Extrae is the instrumentation package that captures information during the program execution and generates Paraver (and Dimemas) traces. It can use different mechanisms to insert the probes that vary from static interception of the runtime calls linking with the Extrae library to dynamic instrumentation using Dyninst. The most frequent scenario is to use LD_PRELOAD to intercept production binaries at loading time. The information collected by Extrae includes entry and exit to the programming model runtime, hardware counters (PAPI), call stack reference, user functions, periodic samples and user events.
Paraver is a very flexible data browser. In Paraver metrics are not hardwired on the tool but programmed. Using a filter and a semantic module, the analyst can create time-lines, profiles and histograms from trace-files to selectively display a huge number of performance metrics.
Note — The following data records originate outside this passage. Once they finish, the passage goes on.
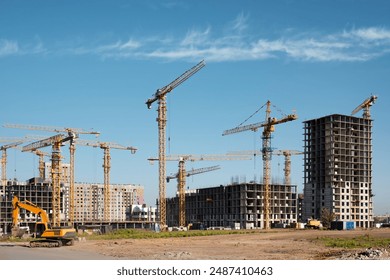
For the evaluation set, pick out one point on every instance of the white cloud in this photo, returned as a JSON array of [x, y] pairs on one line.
[[240, 22], [8, 47], [369, 34], [354, 45]]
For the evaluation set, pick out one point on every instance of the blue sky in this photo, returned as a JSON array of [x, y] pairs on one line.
[[93, 64]]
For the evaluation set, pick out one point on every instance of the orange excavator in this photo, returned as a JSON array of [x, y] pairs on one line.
[[45, 234]]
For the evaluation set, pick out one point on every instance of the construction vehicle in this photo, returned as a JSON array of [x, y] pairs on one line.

The different views can be easily combined to find correlations among the causes of performance drawbacks. To capture the expert's knowledge, any set of views can be saved as a Paraver configuration file, to be reused in subsequent analyses. Paraver also features performance analytics tools, such as clustering and folding, that increase the richness on the analysis by giving insight of the overall execution behavior as well as fine-grain measurements for computation regions. The tool has demonstrated to be very useful for performance analysis studies, giving much more details about the applications behaviour than most performance tools.
Illustration: Paraver Folding Analysis
MAQAO (Modular Assembly Quality Analyzer and Optimizer) is a performance analysis and optimisation tool suite. Its main goal is to provide application developers with synthetic reports in order to help them optimizing their code. The tool mixes both dynamic and static analyses based on its ability to reconstruct high level structures such as functions and loops from an application binary. Since MAQAO operates at binary level, it is agnostic with regard to the language used in the source code.
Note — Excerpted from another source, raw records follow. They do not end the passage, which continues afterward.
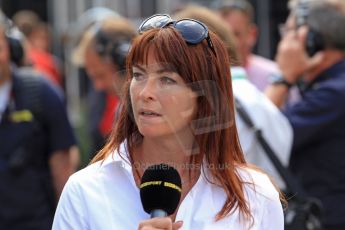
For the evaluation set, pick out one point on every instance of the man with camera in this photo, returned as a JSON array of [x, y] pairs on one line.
[[311, 55]]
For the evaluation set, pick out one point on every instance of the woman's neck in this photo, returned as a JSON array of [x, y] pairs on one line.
[[173, 151]]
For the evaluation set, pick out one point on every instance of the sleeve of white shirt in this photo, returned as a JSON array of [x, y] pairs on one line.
[[70, 212], [273, 217]]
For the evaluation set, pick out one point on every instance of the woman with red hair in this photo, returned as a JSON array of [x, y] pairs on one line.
[[178, 110]]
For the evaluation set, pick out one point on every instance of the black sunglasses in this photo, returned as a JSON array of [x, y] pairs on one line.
[[191, 30]]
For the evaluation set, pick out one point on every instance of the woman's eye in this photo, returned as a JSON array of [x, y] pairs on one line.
[[167, 80], [138, 76]]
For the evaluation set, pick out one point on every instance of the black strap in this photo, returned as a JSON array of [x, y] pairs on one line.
[[291, 183]]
Another key feature of MAQAO is its extensibility. Users can easily write their own modules thanks to an API using the Lua scripting language, allowing fast prototyping of new MAQAO modules.
MAQAO has also been designed to concurrently support multiple architectures. At the moment, the Intel64, Xeon Phi and ARM architectures are implemented.
The main modules of MAQAO are first, LProf, a sampling-based lightweight profiler offering results at both function and loop levels and capable of categorizing its results depending on their source; second, CQA (Code Quality Analyzer), a static analyser assessing the quality of the code generated by the compiler and producing a set of reports describing potential issues, estimations of the gain if fixed, and hints on how to achieve this. Other modules, currently in beta version, allow performing value profiling, decremental analysis, and memory profiling.
Partner: Université de Versailles Saint Quentin (UVSQ)
Codelet Extractor and REplayer (CERE) is an open source framework for code isolation. CERE finds and extracts the hotspots of an application such as loops or OpenMP parallel regions as isolated fragments of code, called codelets. Codelets can be modified, compiled, run, and measured independently from the original application. Code isolation reduces simulation cost, benchmarking cost and allows piecewise autotuning of an application. Unlike previous approaches, CERE isolates codes at the compiler Intermediate Representation level. Therefore CERE is language agnostic and supports many input languages such as C, C++, Fortran, and D. CERE automatically detects codelets invocations that have the same performance behavior. Then, it selects a reduced set of representative codelets and invocations, much faster to replay, which still captures accurately the original application. In addition, CERE supports recompiling and retargeting the extracted codelets, changing the number of threads, their mapping and scheduling. Therefore, CERE can be used for cross-architecture performance prediction, runtime or compiler optimization auto-tuning.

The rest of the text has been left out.